Frankly, in the angry reactions of suburban mayors claiming to be cheated, betrayed, deceived and so on, we detect the expression of an old vested right that exists in the Quebec region and other urban areas where concrete mixer passed on the principles of land use planning. It is the “right of the tank” to go from point A to point B without hindrance, without pedestrians or cyclists, and to find parking (not too expensive, or even free preferably) at both ends of the journey. This world has gone on long enough.
The sharp words of elected officials such as the mayor of Lévis, Gilles Lehouillier, or the prefect of the MRC de Bellechasse, Yvon Dumont, show the extent of the cultural gap. There is in their reaction a rejection of public transit intertwined with a I-don’t-care-at-all attitude to the fight against climate change which suggests that we need to push a little further the renewal of the class municipal policy initiated during the last election. We need more Bruno Marchand, mayor of Quebec and supporter of public transport. More from Stéphane Boyer, mayor of Laval and author of a surprising book (Car-free neighborhoodsAll in all), a test that would have been unthinkable from a chosen one coming from the paradise of the car and the bungalow just a few years ago.

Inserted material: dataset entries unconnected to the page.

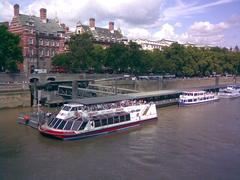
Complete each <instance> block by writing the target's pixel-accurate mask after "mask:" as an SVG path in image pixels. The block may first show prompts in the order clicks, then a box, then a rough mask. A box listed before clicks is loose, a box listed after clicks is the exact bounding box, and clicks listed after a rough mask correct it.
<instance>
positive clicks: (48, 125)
mask: <svg viewBox="0 0 240 180" xmlns="http://www.w3.org/2000/svg"><path fill="white" fill-rule="evenodd" d="M54 119H55V118H52V119H50V120H49V121H48V122H47V124H48V126H50V124H51V123H52V122H53V120H54Z"/></svg>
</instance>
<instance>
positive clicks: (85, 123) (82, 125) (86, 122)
mask: <svg viewBox="0 0 240 180" xmlns="http://www.w3.org/2000/svg"><path fill="white" fill-rule="evenodd" d="M87 123H88V121H84V122H83V123H82V125H81V127H80V129H79V130H83V129H84V128H85V127H86V125H87Z"/></svg>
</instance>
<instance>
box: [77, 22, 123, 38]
mask: <svg viewBox="0 0 240 180" xmlns="http://www.w3.org/2000/svg"><path fill="white" fill-rule="evenodd" d="M81 26H82V28H83V30H84V31H85V32H90V33H92V35H93V37H94V38H96V37H98V38H111V39H112V38H115V39H122V38H123V35H122V34H121V33H120V32H119V31H117V30H114V31H113V33H112V32H110V31H109V29H106V28H100V27H95V29H94V30H93V29H91V28H90V27H89V26H87V25H81Z"/></svg>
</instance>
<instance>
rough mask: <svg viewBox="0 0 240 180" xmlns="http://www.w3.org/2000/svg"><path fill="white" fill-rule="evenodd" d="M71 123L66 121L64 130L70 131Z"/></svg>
mask: <svg viewBox="0 0 240 180" xmlns="http://www.w3.org/2000/svg"><path fill="white" fill-rule="evenodd" d="M72 124H73V121H68V122H67V124H66V126H65V127H64V130H70V129H71V127H72Z"/></svg>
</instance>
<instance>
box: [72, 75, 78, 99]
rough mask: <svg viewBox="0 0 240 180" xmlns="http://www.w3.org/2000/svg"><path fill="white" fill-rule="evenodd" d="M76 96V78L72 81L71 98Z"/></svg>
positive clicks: (76, 83) (76, 91) (76, 96)
mask: <svg viewBox="0 0 240 180" xmlns="http://www.w3.org/2000/svg"><path fill="white" fill-rule="evenodd" d="M77 96H78V82H77V81H76V80H73V81H72V99H76V98H77Z"/></svg>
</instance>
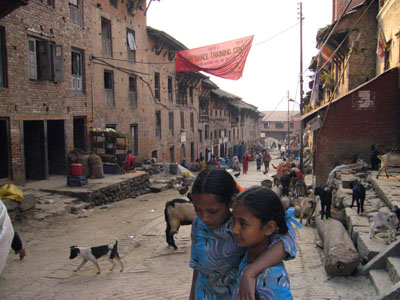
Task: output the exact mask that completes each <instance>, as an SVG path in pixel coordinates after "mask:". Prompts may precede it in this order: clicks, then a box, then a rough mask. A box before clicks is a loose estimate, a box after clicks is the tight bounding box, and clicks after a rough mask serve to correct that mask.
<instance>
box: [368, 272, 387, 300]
mask: <svg viewBox="0 0 400 300" xmlns="http://www.w3.org/2000/svg"><path fill="white" fill-rule="evenodd" d="M368 273H369V279H370V280H371V283H372V285H373V286H374V287H375V289H376V290H377V292H378V295H384V294H385V293H386V292H387V291H388V290H389V289H390V288H391V287H392V286H393V283H392V281H391V280H390V278H389V275H388V273H387V272H386V270H383V269H377V270H370V271H369V272H368Z"/></svg>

It must be said that the elected officials of the South Shore have been encouraged in their whims by the elected officials of the CAQ over the years. As recently as last year, the Minister of the Environment, Benoit Charette, affirmed in the most serious manner in the world that the third link would act as a brake on urban sprawl. The CAQ tenors have done everything to promote the project, even if it means sweeping under the rug impact studies contrary to their interests. In an assertion that would not have passed the test of journalistic standards and practices at Radio-Canada, former journalist Bernard Drainville peremptorily concluded, during the last election campaign, that congestion had become in-fer-nal in Quebec. He confused temporary work on the Pierre-Laporte bridge with a permanent situation.

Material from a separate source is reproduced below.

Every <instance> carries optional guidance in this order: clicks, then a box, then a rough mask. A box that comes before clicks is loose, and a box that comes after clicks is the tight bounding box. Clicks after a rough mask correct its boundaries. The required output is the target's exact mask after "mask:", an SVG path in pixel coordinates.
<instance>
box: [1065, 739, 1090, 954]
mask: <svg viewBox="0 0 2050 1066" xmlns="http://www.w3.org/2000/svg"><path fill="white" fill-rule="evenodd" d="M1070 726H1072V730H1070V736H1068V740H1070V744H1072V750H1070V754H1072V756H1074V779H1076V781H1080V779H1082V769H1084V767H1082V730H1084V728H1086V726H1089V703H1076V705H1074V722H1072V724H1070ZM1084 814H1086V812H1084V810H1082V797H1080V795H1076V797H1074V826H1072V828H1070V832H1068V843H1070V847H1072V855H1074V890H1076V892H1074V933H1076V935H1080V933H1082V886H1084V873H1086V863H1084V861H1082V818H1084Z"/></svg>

Release me with the GHGs, he said. Leave us with the studies, the rigor, the sense of ministerial responsibilities. Unleash us with intergenerational equity… And let us pamper the electorate in a nice $6.5 billion populist fable. If the elected caquistes must apologize, it is not so much for having abandoned their commitments as for having succumbed to demagoguery since the beginning of the adventure of the third link.
The greater Quebec City region needs structuring investments in public transit, especially not new highway capacity. How to achieve it? It’s quite a challenge in the unique context of Quebec. In our Ideas section, the general manager of Vivre en ville, Christian Savard, launches original proposals to maximize the potential of a third link reserved for public transit.

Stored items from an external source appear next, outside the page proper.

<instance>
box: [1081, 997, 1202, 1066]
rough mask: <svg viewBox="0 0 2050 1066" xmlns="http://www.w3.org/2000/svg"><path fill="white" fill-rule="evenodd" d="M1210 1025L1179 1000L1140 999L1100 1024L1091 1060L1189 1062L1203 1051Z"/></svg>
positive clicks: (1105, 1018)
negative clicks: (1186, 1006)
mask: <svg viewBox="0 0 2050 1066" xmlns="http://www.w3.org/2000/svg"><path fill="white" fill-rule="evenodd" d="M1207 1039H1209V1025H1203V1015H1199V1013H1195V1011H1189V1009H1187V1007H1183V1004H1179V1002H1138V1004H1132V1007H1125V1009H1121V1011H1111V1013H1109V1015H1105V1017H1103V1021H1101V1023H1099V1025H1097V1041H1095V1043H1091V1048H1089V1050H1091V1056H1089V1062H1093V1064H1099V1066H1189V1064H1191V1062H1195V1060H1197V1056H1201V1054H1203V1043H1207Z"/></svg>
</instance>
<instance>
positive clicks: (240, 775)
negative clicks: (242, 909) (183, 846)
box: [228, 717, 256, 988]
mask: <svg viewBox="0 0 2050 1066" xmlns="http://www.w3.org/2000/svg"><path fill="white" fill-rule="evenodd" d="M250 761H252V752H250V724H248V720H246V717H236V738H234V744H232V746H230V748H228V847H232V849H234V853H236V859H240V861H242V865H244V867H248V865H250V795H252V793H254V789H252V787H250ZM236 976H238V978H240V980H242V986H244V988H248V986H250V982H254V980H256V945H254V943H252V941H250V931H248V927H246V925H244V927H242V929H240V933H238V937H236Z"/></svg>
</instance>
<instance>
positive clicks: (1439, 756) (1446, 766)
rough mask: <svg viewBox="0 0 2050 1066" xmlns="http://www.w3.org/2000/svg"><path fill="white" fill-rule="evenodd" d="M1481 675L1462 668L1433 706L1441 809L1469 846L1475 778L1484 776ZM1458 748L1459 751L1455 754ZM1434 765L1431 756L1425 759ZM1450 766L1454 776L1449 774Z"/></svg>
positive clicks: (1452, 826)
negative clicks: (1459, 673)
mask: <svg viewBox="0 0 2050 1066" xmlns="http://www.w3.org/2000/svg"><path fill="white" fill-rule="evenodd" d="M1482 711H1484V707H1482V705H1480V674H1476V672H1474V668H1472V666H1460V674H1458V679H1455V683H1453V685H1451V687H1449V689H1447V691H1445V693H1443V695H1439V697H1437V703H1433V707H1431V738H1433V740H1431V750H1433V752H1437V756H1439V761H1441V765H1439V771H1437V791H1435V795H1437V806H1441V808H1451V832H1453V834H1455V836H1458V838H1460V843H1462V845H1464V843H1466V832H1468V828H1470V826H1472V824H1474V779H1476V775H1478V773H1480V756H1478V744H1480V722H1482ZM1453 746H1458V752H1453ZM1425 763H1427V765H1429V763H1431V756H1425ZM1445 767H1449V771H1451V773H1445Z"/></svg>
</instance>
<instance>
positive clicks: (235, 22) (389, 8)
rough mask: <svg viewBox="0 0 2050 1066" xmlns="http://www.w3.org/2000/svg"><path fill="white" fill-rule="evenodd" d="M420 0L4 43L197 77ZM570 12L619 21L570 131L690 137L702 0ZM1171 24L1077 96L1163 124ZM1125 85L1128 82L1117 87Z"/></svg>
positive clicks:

Before getting to that point, the Legault government must have the courage to tell citizens that the requirements of the fight against climate change militate for a densification of the territory and an expansion of public transit projects. Enough, highways! It is a radical change of mentality, which requires the CAQ to renounce the cheap clientelism to which it has engaged so far in this badly put together file.